- Ford trials AI tech to enable electric vehicles produced at the Ford Cologne EV Centre, in Germany, to drive off the assembly line with no-one at the wheel
- Automated driving tech could enhance efficiency and safety at the plant. Vehicles also autonomously attend final testing, self-charge, and park up ready for delivery
- The E-SELF research project is among a range of initiatives designed to enhance the Ford Cologne EV Centre, where production of EVs begins this year
- By 2026, Ford plans to sell 600,000 EVs in Europe each year. Ford in Europe is committed to offering an all-electric portfolio of passenger vehicles by 2030
COLOGNE, Germany, April 12, 2023 – For more than 100 years, vehicles around the world have been rolling off Ford assembly lines. Until now, there has been somebody at the wheel, but this could soon be about to change.
Ford is trialling AI-powered automated driving technology designed to make the process more efficient. For the project, vehicles not only drive themselves off the assembly line, they also self‑drive to final testing stations and self-charge before parking up ready for delivery to customers.
The E-SELF project is among a range of initiatives that Ford is exploring as it prepares the Ford Cologne EV Centre, in Germany – subject of a $2 billion investment – where EV production will begin this year.
“Ford is reinventing its portfolio of vehicles in Europe and exploring how we produce our new EVs is integral to that process,” said Ford project lead Frank Schwarz. “Introducing self-driving technology to the assembly line could support efficiency and safety while enabling employees to focus on critical tasks.”
Last month, Ford unveiled the new all-electric Explorer that will be the company’s first electric passenger vehicle to be built at scale at the Ford Cologne EV Centre. By 2026, Ford plans to sell 600,000 EVs in Europe each year and is committed to offering an all-electric portfolio of passenger vehicles by 2030.
Ford is conducting the two-and-a-half-year trial with partners Institute of Automotive Engineering of the Technische Universität Braunschweig and Kopernikus Automotive.

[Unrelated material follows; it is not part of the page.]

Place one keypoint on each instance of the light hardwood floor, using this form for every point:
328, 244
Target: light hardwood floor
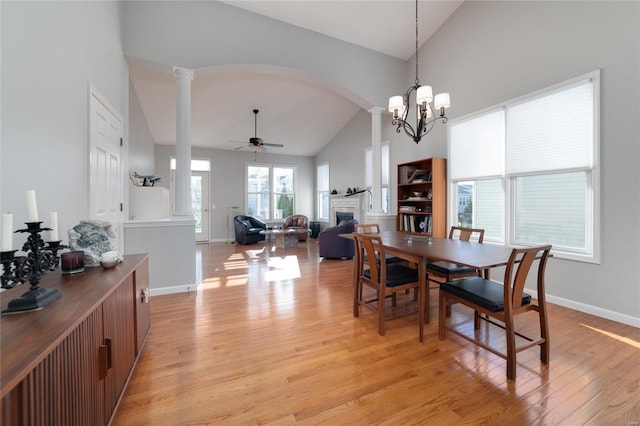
270, 338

The Federal Ministry of Economy and Climate Protection provided €2 million funding.
The E-SELF project uses vehicle-to-infrastructure communication to control and monitor vehicles. Sensors located around the plant can identify hazards in the vehicle’s path, such as a person or another car, and vehicles are slowed or brought to a halt as required.
Final testing alone can involve a dozen or more trips between different locations before vehicles are parked up ready for collection and delivery by road, rail and ferry. Using AI technology, those vehicles would simply drive themselves and be charged and ready to go. It works for all vehicles equipped with an automatic transmission, electronic stability control, an electric handbrake and assisted steering; the only additional requirement is a smart communication unit to enable the interaction with the infrastructure.